There are, however, some silver linings (well, depending how you look at it). While Desjardins predicts the growth in disposable incomes to moderate from the uncharacteristically high levels seen during the pandemic, it will remain strong due to a healthy labour market and higher wages.
“We expect income growth to remain robust in the face of rising interest rates, buoying consumption,” reads the report. “At the same time, the savings rate should gradually trend lower while still remaining elevated relative to pre-pandemic levels. But net wealth is likely to be a bigger concern for most households. Because liabilities tend to be stickier, falling asset prices erode net wealth.”
This dynamic is projected to persist through 2022 if home and other asset prices continue to decline, according to Desjardins. Delinquencies are also projected to rise. However, most Canadian households should weather this correction. With the Bank of Canada likely to begin cutting interest rates before the end of 2023, asset prices are ultimately expected to stabilize -- eventually.
So, are we heading for a recession in the meantime? Well, if the Bank of Canada hikes its rates by 0.75% next week during its anticipated July 13 announcement, they will reach levels that haven’t been seen since 2007.
“Even after the recent drop, risks to equity markets remain tilted to the downside,” reads the report. “With the economy slowing down and the possibility of a recession increasing, corporate earnings could take a hit.” Furthermore, it cautioned that there could more downside for stocks, even if the economy doesn’t tank, because stocks are still relatively expensive.
As mentioned, Desjardins predicts that Canada’s central bank will have to roll back some of these rate hikes before the end of 2023, inspiring a little more balance.
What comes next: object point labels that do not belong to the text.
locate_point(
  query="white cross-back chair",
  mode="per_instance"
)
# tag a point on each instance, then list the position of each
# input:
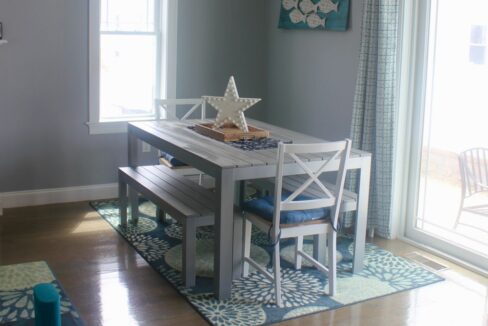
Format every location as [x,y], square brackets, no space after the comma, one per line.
[180,110]
[317,215]
[473,164]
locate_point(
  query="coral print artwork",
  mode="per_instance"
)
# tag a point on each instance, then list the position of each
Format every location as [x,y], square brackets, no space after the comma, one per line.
[314,14]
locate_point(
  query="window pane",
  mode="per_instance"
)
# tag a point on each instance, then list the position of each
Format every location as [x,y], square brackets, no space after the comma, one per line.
[127,76]
[478,34]
[128,15]
[477,54]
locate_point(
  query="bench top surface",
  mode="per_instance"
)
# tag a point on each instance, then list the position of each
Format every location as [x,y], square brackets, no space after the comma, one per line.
[184,195]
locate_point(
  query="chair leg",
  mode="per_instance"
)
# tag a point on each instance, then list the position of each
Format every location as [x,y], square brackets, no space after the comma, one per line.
[123,203]
[160,215]
[332,260]
[134,206]
[247,246]
[277,275]
[189,252]
[298,247]
[458,218]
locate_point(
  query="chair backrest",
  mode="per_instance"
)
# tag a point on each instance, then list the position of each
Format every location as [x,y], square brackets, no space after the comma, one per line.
[473,164]
[168,109]
[335,151]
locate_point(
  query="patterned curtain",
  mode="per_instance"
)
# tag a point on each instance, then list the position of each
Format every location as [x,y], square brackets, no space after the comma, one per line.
[375,111]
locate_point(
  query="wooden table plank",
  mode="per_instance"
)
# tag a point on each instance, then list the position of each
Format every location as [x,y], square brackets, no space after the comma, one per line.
[192,149]
[181,129]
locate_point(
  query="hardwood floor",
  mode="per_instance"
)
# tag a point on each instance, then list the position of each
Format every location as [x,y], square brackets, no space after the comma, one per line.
[111,285]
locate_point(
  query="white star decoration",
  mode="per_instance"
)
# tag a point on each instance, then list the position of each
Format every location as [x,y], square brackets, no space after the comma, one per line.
[231,107]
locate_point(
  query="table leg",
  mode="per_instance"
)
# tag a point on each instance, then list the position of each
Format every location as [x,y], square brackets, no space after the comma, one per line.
[132,151]
[224,234]
[238,233]
[361,216]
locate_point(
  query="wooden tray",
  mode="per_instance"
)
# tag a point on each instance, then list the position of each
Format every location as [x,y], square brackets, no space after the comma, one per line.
[230,132]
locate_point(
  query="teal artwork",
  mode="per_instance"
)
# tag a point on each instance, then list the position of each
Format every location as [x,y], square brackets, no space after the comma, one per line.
[314,14]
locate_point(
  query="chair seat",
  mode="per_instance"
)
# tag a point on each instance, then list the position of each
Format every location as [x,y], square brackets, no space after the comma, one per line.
[264,207]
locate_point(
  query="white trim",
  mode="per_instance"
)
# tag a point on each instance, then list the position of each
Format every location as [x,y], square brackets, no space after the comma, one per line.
[445,256]
[167,68]
[57,195]
[93,62]
[171,37]
[98,128]
[408,59]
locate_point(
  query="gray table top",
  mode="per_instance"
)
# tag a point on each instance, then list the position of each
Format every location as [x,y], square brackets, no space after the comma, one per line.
[225,155]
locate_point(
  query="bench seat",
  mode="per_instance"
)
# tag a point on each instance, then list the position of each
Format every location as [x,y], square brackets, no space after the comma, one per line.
[189,203]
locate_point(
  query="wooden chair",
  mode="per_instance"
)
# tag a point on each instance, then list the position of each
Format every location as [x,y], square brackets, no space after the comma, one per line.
[295,215]
[473,164]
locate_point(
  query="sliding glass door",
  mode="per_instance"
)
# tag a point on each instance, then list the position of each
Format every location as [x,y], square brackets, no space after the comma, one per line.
[448,191]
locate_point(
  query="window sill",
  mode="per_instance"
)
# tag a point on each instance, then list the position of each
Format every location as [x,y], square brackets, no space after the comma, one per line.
[100,128]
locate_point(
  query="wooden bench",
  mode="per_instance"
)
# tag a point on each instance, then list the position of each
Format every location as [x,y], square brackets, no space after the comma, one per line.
[187,202]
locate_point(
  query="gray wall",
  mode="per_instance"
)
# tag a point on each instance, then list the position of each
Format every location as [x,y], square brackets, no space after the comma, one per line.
[231,34]
[44,84]
[311,75]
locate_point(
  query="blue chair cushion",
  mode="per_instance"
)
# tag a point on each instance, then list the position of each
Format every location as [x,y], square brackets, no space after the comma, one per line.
[264,207]
[173,160]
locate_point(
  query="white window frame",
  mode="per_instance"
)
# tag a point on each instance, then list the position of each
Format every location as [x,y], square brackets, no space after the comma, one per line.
[167,66]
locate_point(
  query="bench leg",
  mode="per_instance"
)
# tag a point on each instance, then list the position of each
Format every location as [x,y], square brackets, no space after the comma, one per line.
[189,252]
[247,246]
[134,206]
[320,248]
[123,204]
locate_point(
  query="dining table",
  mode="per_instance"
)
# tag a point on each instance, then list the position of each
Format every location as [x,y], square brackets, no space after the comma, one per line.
[231,167]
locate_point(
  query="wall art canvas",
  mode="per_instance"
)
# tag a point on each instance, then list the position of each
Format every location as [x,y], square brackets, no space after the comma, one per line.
[314,14]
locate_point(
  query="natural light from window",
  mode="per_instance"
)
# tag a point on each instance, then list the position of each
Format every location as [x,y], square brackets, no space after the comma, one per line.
[129,59]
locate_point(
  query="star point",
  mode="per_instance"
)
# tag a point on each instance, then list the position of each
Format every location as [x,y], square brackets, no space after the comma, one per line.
[230,108]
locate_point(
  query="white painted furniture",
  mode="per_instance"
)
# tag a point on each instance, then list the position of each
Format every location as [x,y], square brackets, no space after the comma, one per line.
[187,202]
[323,223]
[473,164]
[180,110]
[230,165]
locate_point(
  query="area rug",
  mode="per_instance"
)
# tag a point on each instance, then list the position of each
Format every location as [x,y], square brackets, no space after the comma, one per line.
[17,298]
[252,301]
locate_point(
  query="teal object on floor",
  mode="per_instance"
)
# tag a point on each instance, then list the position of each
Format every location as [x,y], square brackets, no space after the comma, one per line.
[47,305]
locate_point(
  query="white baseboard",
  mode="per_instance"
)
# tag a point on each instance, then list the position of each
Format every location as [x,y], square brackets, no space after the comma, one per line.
[57,195]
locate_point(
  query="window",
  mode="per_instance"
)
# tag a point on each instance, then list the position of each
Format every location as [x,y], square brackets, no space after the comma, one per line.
[477,46]
[132,53]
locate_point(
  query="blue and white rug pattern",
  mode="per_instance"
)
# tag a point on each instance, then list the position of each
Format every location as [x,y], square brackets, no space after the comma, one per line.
[252,302]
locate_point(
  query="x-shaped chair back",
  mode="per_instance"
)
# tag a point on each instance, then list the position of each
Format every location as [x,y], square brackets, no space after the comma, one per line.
[334,151]
[167,108]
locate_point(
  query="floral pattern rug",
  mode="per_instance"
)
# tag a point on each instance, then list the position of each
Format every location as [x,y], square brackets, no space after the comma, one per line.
[252,301]
[17,294]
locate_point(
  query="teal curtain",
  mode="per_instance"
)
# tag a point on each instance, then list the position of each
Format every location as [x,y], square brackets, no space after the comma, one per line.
[374,119]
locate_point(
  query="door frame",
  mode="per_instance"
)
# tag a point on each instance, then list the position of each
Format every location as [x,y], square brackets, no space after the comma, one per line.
[414,88]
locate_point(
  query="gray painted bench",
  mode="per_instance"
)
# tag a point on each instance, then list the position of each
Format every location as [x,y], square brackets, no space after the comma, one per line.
[187,202]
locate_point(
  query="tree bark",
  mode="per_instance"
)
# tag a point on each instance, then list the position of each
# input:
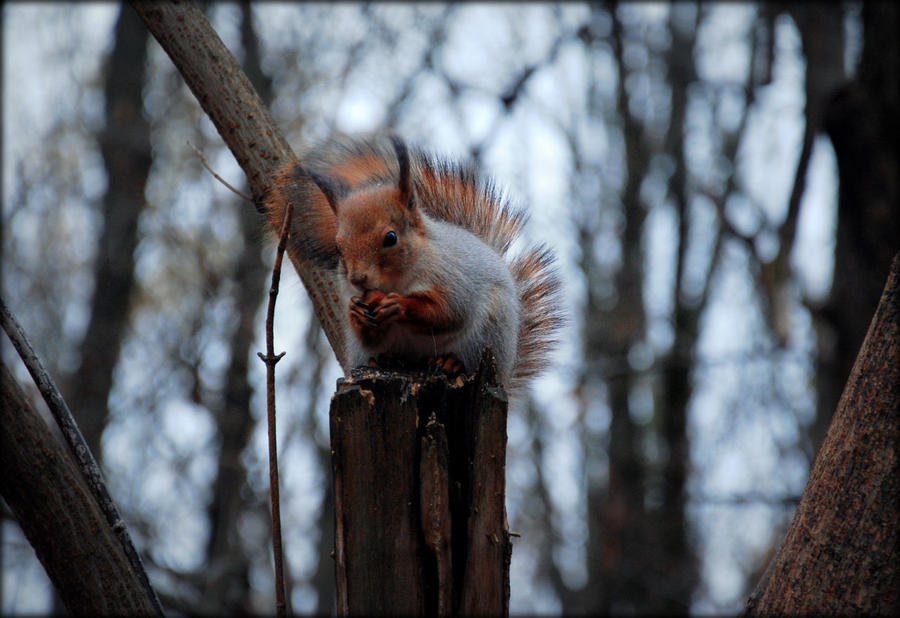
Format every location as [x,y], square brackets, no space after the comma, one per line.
[419,479]
[54,506]
[862,122]
[125,146]
[840,554]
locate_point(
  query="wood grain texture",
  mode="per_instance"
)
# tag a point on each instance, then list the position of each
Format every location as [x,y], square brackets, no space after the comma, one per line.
[58,514]
[840,555]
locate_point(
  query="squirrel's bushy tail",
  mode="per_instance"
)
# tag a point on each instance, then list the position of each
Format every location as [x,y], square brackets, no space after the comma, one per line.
[539,289]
“By the end of this unusual economic and financial cycle, the massive wealth accumulated by Canadian households will most likely have shrunk, at least in real terms,” reads the report’s conclusion. “The extent of this reduction, however, remains highly uncertain and will depend on how smoothly the Bank of Canada navigates a soft landing of the economy.”
When it comes to home prices, Desjardins expects housing prices to drop by about 15% by the end of 2023. The largest drops are expected in the Maritime provinces, Ontario, British Columbia, and Quebec. But that doesn’t mean first-time buyers are in for a break; prices won’t drop below their pre-pandemic levels anywhere in the country.